By Sky Sports News
Last Updated: 07/06/18 3:04pm
The Duke of Cambridge has directly praised Danny Rose after the England defender spoke publicly about his battle with depression.
Rose opened up about his illness in a frank interview ahead of the World Cup in which he described how injury and a family tragedy had triggered a downward spiral, with his involvement in the England set-up offering “salvation”.
He was sidelined for more than eight and a half months last year with a knee complaint, during which time his uncle committed suicide among a series of personal incidents.
Prince William, who is the president of the Football Association, spoke with Rose while visiting the England squad at West Riding County Football Association on Thursday ahead of their final warm-up game against Costa Rica before departing for this summer’s tournament in Russia.

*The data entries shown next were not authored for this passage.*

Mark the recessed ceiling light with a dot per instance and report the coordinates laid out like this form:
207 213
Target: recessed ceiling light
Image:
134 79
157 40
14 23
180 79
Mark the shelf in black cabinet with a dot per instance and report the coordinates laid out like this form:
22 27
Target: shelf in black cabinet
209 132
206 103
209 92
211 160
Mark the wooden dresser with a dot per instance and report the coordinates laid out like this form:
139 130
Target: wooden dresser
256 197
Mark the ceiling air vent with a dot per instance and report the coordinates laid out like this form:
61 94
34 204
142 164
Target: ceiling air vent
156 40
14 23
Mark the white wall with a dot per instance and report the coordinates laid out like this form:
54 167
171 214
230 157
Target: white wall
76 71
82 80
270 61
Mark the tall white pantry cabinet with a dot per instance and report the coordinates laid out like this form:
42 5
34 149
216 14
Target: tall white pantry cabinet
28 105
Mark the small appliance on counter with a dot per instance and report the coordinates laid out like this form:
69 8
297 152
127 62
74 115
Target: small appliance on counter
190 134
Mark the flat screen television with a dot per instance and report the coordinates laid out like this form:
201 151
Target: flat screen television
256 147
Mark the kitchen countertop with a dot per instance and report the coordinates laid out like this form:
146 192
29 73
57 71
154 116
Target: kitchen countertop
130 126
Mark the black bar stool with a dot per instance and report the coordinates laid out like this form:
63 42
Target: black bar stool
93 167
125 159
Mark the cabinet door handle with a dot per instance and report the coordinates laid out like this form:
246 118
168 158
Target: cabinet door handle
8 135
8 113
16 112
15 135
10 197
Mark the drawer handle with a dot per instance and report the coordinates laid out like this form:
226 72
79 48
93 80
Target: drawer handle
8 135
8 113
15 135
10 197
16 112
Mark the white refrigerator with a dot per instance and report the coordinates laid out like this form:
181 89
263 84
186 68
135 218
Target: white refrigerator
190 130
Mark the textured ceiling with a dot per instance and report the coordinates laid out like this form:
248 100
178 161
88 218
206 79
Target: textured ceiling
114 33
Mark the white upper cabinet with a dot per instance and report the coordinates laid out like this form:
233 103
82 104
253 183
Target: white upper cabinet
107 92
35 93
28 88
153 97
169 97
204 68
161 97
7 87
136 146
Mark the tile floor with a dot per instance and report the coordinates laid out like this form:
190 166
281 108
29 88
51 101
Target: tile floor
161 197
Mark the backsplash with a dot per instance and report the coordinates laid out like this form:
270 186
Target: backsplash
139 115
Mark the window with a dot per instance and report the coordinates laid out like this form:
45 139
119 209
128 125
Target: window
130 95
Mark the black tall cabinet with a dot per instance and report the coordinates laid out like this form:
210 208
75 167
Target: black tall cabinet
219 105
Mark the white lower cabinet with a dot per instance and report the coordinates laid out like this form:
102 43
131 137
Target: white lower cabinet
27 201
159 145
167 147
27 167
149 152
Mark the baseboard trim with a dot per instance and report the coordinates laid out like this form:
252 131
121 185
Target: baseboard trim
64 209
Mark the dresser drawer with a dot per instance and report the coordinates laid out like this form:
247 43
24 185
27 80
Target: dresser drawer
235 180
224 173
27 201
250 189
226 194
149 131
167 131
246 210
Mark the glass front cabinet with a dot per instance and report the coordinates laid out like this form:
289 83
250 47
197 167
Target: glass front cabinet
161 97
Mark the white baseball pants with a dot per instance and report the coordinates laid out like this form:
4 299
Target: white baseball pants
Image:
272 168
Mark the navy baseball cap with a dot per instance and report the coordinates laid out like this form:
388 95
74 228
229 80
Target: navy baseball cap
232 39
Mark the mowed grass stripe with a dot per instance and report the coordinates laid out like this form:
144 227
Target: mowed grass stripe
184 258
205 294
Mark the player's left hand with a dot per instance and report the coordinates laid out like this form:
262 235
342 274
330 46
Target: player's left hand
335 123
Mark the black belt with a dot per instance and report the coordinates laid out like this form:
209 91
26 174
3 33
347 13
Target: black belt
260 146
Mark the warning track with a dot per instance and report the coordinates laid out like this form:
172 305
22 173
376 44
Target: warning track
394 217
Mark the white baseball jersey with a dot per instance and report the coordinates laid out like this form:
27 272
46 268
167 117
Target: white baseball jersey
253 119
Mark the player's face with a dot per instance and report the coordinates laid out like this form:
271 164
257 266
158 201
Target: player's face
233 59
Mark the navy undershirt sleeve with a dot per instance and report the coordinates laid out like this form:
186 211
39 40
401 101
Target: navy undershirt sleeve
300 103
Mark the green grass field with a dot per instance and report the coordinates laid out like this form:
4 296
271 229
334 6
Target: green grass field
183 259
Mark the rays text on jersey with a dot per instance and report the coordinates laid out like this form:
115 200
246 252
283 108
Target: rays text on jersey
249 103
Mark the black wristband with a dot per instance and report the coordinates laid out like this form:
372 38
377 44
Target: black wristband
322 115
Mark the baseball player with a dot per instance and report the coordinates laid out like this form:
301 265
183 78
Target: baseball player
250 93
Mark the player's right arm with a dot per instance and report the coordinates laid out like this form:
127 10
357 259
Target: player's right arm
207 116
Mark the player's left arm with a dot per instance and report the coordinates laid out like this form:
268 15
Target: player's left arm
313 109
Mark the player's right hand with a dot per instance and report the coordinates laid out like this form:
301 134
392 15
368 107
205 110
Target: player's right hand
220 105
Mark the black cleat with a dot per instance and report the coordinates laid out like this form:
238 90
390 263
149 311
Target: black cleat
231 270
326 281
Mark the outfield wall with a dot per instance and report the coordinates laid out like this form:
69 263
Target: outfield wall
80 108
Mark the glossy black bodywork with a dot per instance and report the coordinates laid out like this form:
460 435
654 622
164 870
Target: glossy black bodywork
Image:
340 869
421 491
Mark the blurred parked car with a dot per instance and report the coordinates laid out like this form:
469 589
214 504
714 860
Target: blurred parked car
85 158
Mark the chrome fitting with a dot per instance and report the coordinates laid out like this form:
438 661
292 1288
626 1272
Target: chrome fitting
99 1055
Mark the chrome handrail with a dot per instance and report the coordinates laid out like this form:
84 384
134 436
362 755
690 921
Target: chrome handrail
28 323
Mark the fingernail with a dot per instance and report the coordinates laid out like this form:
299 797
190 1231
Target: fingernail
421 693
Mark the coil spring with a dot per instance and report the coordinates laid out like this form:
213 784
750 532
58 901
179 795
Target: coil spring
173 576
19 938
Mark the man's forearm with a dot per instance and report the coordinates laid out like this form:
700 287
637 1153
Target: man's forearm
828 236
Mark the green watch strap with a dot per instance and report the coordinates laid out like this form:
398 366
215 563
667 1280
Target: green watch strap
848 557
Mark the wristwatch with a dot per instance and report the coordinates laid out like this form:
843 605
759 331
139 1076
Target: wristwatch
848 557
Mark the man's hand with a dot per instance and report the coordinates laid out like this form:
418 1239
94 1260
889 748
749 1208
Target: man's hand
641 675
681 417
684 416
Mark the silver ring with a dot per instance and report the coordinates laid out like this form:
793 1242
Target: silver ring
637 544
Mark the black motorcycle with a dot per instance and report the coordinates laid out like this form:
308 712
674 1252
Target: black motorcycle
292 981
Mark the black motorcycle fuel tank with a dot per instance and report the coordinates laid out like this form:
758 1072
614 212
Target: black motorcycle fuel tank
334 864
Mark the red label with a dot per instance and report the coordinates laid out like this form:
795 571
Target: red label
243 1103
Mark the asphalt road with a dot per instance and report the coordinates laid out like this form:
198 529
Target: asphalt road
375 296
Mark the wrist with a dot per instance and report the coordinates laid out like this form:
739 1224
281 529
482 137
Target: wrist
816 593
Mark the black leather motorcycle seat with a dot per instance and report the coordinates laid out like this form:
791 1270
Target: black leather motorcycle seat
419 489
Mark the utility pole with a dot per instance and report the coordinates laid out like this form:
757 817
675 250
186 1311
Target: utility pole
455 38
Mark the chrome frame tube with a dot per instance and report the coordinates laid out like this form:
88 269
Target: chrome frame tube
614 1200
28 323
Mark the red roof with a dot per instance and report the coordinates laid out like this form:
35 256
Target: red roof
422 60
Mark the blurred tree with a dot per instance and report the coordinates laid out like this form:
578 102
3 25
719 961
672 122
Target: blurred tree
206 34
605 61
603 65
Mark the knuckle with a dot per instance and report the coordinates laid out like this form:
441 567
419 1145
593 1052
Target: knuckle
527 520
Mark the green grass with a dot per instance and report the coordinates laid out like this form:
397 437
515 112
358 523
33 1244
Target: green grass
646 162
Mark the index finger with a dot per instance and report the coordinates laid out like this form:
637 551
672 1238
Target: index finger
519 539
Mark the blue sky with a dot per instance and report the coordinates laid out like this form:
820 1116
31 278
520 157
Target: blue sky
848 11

“If you don’t mind me mentioning I think it’s really very good what you did,” Prince William told Rose.
“Well done. You should be really pleased. Loads of support from me on that.”
A few minutes earlier, Prince William was standing with FA chief executive Martin Glenn and chairman Greg Clarke when he told England manager Gareth Southgate he was in “early discussions about doing something next year around mental health”.
Paul Farmer, chief executive of mental health charity Mind, believes Rose could inspire others to open up on mental health issues, adding: “One in four people will experience a mental health problem so it should come as no surprise that professional sportspeople will face these issues too.
“Many people from the world of sport have already made a difference by speaking out.
“Mind research found that over a quarter (28 per cent) of people who know someone with a mental health problem said they had started a conversation with a loved one about their mental health as a direct result of reading or hearing about a celebrity’s experiences.
“A quarter (25 per cent) also said hearing a celebrity talk openly about their own mental health had directly inspired them to seek help for themselves and half (52 per cent) said it has helped them to feel like they weren’t alone.”
Mind says it is working with football authorities, including the Professional Footballers’ Association, to manage mental health issues in the sport.
Farmer added: “Footballers, in particular, experience a unique set of mental health pressures in their jobs from scoring goals and winning trophies, to facing media scrutiny, physical injury and meeting the high expectations of fans.
“It is therefore vital that footballers receive support from the sports sector to tackle the broader stigma around mental health in sport.”